Il est, par ailleurs, à noter que le Gouvernement envisage de créer, par voie réglementaire, une demande provisoire de brevet, sur le modèle du dispositif en vigueur aux États-Unis (provisional patent application). L’objectif est de permettre aux entreprises d’effectuer un dépôt auprès de l’INPI « à moindre coût et avec un minimum de formalités ». À l’instar de certains professionnels de la propriété intellectuelle, je ne suis pas totalement convaincu de l’utilité d’un tel dispositif. Il est, en effet, d’ores et déjà possible de prouver l’antériorité d’une invention par d’autres moyens.
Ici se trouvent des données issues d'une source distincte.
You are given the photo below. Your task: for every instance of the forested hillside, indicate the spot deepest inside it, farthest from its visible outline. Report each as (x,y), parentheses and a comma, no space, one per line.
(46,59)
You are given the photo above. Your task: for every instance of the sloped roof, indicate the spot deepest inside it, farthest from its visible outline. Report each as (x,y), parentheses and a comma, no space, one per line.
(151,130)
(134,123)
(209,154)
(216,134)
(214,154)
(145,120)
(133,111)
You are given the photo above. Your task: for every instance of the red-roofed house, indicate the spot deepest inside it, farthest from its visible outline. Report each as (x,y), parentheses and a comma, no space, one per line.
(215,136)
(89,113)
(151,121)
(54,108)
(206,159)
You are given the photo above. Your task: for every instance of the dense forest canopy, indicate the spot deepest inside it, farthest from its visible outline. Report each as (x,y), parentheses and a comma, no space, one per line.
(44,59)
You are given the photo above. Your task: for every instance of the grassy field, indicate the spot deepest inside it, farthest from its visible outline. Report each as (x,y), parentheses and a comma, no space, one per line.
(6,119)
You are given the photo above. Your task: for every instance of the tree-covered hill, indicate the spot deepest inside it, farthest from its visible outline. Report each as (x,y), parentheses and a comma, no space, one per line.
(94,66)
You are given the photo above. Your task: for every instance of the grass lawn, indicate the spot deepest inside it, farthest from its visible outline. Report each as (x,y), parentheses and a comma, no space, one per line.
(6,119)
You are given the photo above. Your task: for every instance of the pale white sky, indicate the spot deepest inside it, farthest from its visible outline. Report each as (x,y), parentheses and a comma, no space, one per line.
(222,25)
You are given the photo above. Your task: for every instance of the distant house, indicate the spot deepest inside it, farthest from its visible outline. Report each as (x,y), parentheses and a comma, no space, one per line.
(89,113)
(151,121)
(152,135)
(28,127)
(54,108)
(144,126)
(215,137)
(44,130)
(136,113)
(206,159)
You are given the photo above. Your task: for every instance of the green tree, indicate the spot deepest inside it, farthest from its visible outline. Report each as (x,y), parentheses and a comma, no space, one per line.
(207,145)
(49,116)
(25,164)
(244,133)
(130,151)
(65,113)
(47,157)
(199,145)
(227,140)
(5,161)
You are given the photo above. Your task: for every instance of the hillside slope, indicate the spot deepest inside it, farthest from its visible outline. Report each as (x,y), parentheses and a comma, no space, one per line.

La discussion du projet de réforme de la justice a également été l’occasion, pour moi, de formuler des propositions en matière d’organisation juridictionnelle :
– Première proposition : la réduction de moitié du nombre de TGI pouvant être désignés pour connaître des actions en matière de marques, de dessins et modèles, d’indications géographiques et de propriété littéraire et artistique ;
– Deuxième proposition : l’attribution du contentieux marginal des obtentions végétales au seul TGI de Paris ;
– Troisième proposition : l’octroi à cinq tribunaux correctionnels d’une compétence exclusive pour les dossiers « simples » de contrefaçon ;
– Quatrième et dernière proposition : la création, au sein des juridictions spécialisées, d’une chambre mixte de propriété intellectuelle associant magistrats civilistes et pénalistes.
Lors des débats au Sénat, la garde des sceaux s’était dite « sensible » à plusieurs de mes propositions, qui vont dans le sens de la réforme qu’elle porte, à savoir « la recherche d’une spécialisation pour des contentieux techniques et de volumétrie relativement faible ». Dès lors, il importe d’encourager le ministère de la justice à poursuivre, par voie réglementaire, le mouvement de concentration des compétences en matière de propriété intellectuelle.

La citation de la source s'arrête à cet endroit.